Malegaon Municipal Elections: The Stalemate Continues

Stalemate Continues: Malegaon Municipal Corporation Building
The prolonged curiosity as to who will head Malegaon Municipal Corporation continues. IMC (Indian Muslim Congress) popularly known as the Third Front – the single largest party with 26 seats poised to form the government with the help of once ‘untouchable’ Shiv Sena – has developed cold feet after the intense pressure from the ‘high-command’. The alliance of ‘bitter arch-rivals’ (Congress-Janata Dal) is observing silence for the time-being after initial attempts to the sharing of the posts did not succeed.

A 37-seat majority is required to rule the 72-seat civic body.

Third Front being the largest party had staked the claim that it will form the government with the help of the Shiv Sena. With the support of 7 seats of Shiv Sena and 2 seats of NCP and 2 independent candidates, IMC easily reached the magic figure of 37. But with the pressure from the ‘higher-command’ and the NCP’s refusal to sit with the Shiv Sena, this ‘developmental’ alliance hangs in limbo.

The success of Third Front did not go well with the Congress and the Janata Dal (Secular). To keep IMC away from the throne, Congress and Janata Dal (Secular) had done the unthinkable: to form an alliance!

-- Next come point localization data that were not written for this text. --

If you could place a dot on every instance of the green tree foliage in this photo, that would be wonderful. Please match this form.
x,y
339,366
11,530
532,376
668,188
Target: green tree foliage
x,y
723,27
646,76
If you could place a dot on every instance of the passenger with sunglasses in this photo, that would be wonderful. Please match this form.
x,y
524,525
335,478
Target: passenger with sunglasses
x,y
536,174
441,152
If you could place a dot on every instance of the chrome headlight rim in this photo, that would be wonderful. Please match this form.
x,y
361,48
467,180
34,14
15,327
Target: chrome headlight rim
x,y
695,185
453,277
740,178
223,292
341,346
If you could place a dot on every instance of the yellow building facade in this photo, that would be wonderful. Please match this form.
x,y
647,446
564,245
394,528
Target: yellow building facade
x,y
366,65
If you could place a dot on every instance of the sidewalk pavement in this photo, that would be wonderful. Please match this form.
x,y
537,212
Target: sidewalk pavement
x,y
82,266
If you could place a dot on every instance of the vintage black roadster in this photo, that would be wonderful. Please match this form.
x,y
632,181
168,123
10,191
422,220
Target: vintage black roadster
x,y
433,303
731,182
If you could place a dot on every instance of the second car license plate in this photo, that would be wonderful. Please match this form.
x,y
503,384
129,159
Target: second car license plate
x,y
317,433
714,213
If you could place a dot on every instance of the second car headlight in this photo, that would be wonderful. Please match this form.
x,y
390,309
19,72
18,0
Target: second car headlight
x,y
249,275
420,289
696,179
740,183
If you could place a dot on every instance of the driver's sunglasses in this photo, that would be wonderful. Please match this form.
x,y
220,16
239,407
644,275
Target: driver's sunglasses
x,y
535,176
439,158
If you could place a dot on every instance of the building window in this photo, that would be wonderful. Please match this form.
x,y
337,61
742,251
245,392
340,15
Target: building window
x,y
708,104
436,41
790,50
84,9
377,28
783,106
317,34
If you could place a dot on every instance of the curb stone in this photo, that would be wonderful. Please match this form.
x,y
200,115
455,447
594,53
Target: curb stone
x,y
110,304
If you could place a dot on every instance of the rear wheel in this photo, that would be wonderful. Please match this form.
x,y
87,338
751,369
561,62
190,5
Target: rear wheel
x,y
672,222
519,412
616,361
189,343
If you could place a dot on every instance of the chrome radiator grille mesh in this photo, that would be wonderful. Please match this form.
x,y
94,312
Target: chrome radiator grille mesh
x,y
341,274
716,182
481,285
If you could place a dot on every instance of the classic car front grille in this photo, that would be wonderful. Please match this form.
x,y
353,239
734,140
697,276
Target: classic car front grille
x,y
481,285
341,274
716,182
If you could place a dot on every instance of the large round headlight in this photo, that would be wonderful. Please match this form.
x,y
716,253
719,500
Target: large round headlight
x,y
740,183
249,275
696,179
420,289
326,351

Dismayed by the wave of the Third Front, Janata Dal (Secular) – the largest party in the last election – has filed a writ petition in the Bombay High Court alleging that the election was won by provoking ‘religious sensiblities’!

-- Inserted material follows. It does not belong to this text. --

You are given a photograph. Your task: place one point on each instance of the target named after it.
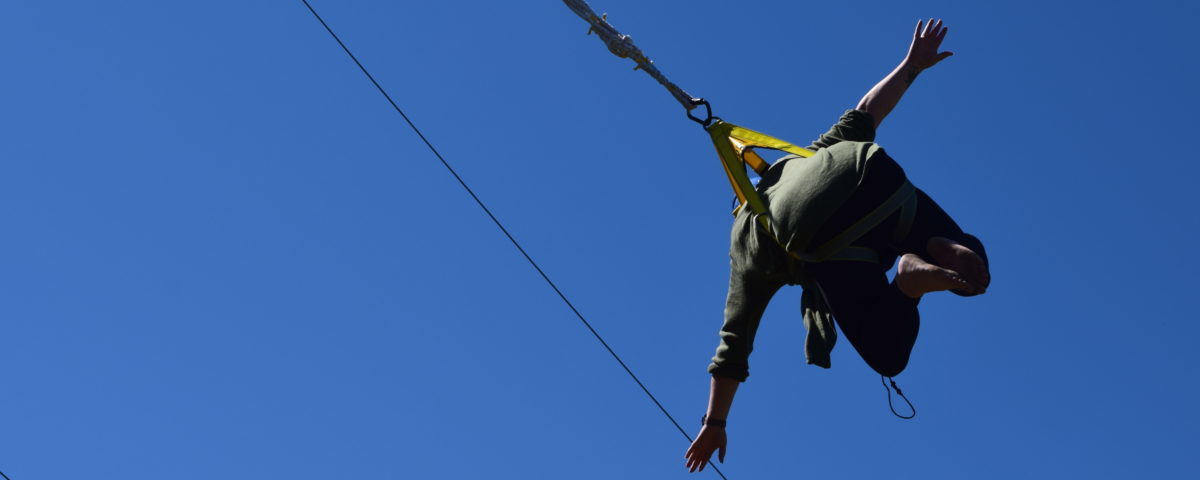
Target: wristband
(706, 420)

And now comes the twist in the tale: If an IMC-office bearer is to be believed, Third Front has been ‘forced’ to be in touch with the Congress ‘high-command’ to ‘pressurize’ local Congress leaders to behave in a ‘democratic way’. An IMC-Congress ‘secular’ alliance is what the ‘higher-command’ from both the sides (read Jamiatul Ulama Hind) seems to be dictating thus carefully avoiding the prevailing ground realities in Malegaon.

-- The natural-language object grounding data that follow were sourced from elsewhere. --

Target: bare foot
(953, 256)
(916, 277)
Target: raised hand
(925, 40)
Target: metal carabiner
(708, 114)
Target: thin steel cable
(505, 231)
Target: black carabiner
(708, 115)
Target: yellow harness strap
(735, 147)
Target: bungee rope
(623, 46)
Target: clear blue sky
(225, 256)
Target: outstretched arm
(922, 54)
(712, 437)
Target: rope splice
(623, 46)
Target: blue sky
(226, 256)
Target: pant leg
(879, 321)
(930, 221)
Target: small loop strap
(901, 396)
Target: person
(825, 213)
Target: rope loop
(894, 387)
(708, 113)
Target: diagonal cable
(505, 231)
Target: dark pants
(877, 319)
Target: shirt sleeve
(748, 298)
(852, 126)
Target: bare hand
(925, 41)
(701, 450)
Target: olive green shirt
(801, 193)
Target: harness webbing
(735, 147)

One more option being put forward is a tri-party alliance involving Third Front, Janata Dal (Secular) and the NCP to ‘isolate’ Congress.

The message of the voter from Malegaon is loud and clear: change. So every single political party wants to go with the wave of ‘change’. In that scenario it has added to the woes of the Third Front in choosing its political partners.

One source reveals that if the politics of ‘pressurizing’ continues, then the Third Front might opt to sit in the Opposition. And that will be the least ‘controversial’ thing to do.

The success of the Third Front brought an end to the Janata Dal (Secular) and Congress rule of almost 50 years.

The execution of the ‘Assam formula’ in Malegaon began just three months prior to the elections but yet it created a stir among the masses. Assam formula signifies the politics of inclusiveness; people from all faiths come together to work for the betterment of society. Development and not ideology is its subject-matter.

The replication of ‘Assam formula’ in Malegaon reflects the mood of the masses. People wanted change because they were fed up of the Congress and Janata Dal (Secular) rule. Third Front born on the slogan of ‘reformative politics’ capitalized this urge for change.

Meanwhile the heightened suspense as to the plump post of mayorship continues. Politics is the art of the impossible. Who masters this ‘art’ will be revealed on June 15, the day elected candidates choose their mayor.